People's gut reactin to SW's is to clam up and say what they think we want to hear. dont. it just comes across as if you have something to hide, you dont! your daughter mixed with someone who was cleary (by his previouse S1) an abuser of her trust and she fell for it. its not her fault that she was groomed by this man.

by all means speak to someone legally qualified but try not to get overly defensive. if your daughter displays the desire to be a mum and shows justhow much she wants this baby that will be enough im sure.

loopity · 22/10/2006 23:44

Mummisery
As a social worker (but in adult services too) I would echo entirely what overthehill has said. The main focus would be to keep the child within the family unit (whether with a parent or extended family member) whenever possible following assessment - and I also agree that your own family situation as you describe sounds suitable! (I would also suggest legal advice too to help strengthen your case in any way)

All the best x

loopity · 22/10/2006 23:46

sorry - Xposted with battymumma - lot of sound advice there too

N1SEXYTING · 29/10/2006 16:16

Hi, I work in Children's social services (though as an assistant social worker) as much as they would like to keep children in the family the main thing is that you would be assessed in terms of if you can bring up the baby now and in the future. You might be able to apply to be a kinship carer (which is fostering) or special guardianship.

It can get very complicated so my advice is to contact your local SS and make a referral about your fears about your unborn grandchild so its in the system.

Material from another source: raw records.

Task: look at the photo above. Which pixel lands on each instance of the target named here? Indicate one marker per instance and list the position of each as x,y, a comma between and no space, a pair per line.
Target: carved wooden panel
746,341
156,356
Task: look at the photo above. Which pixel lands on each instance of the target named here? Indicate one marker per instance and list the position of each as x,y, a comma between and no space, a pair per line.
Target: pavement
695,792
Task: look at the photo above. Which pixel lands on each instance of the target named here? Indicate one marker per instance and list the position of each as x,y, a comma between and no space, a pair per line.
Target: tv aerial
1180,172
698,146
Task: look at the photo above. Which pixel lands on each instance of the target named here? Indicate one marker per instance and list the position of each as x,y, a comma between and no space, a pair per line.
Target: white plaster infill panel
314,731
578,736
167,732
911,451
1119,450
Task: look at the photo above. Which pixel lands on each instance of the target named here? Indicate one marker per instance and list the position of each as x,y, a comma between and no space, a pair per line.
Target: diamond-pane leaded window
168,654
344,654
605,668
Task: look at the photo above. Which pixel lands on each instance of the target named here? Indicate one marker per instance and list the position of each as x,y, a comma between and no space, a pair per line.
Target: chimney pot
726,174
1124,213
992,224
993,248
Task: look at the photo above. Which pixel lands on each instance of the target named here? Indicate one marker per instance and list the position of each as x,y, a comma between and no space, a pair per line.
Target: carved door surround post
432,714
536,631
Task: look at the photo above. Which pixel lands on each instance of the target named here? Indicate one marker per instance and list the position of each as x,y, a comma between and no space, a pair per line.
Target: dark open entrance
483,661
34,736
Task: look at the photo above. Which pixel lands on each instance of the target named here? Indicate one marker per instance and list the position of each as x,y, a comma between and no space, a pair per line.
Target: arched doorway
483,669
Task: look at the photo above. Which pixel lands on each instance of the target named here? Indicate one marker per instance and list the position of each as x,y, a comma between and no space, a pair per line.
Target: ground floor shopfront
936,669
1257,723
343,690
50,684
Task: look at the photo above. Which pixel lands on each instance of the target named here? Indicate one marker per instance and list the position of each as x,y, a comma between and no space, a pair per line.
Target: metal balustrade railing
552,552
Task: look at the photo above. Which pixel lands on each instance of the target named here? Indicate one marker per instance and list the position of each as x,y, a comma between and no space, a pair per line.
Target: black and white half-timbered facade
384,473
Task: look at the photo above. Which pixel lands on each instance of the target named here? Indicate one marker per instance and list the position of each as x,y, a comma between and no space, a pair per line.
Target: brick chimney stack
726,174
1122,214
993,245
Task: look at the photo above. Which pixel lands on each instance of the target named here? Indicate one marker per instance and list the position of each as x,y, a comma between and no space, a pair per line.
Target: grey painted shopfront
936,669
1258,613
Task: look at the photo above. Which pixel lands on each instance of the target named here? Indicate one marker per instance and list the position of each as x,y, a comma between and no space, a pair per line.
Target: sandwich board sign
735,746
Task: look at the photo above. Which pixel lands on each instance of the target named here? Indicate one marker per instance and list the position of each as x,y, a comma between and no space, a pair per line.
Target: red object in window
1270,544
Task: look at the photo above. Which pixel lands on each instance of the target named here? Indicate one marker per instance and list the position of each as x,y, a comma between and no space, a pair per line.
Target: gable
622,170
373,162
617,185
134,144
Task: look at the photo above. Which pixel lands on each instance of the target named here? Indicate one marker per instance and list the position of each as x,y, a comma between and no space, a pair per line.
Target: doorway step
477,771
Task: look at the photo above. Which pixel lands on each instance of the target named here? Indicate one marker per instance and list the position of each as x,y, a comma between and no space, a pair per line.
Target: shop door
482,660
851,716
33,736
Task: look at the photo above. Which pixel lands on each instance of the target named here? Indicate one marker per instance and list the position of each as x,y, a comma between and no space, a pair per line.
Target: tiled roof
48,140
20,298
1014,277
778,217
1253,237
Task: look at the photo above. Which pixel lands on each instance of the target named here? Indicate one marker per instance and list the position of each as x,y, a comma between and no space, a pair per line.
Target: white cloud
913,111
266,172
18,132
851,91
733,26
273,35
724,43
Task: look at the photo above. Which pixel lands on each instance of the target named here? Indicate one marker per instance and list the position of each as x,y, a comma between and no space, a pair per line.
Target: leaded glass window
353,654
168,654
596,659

They will visit you to do an initial assessment and take it from there.

Good luck

mozhe · 02/11/2006 12:37

mummisery, what a lot you have on your plate ! But take heart, I do a lot of work for SS, they will look to you pretty quickly if your DD cannot manage on her own,( and to be honest at 14 she can't...), as part of what they call ' kinship care '. Speak to them honestly about what you feel you can offer your grandchild, they will want to know your views about the father...that will probably be the clincher, so have a really good think about that issue. At the end of the day it's all about what's best for the child. Good Luck.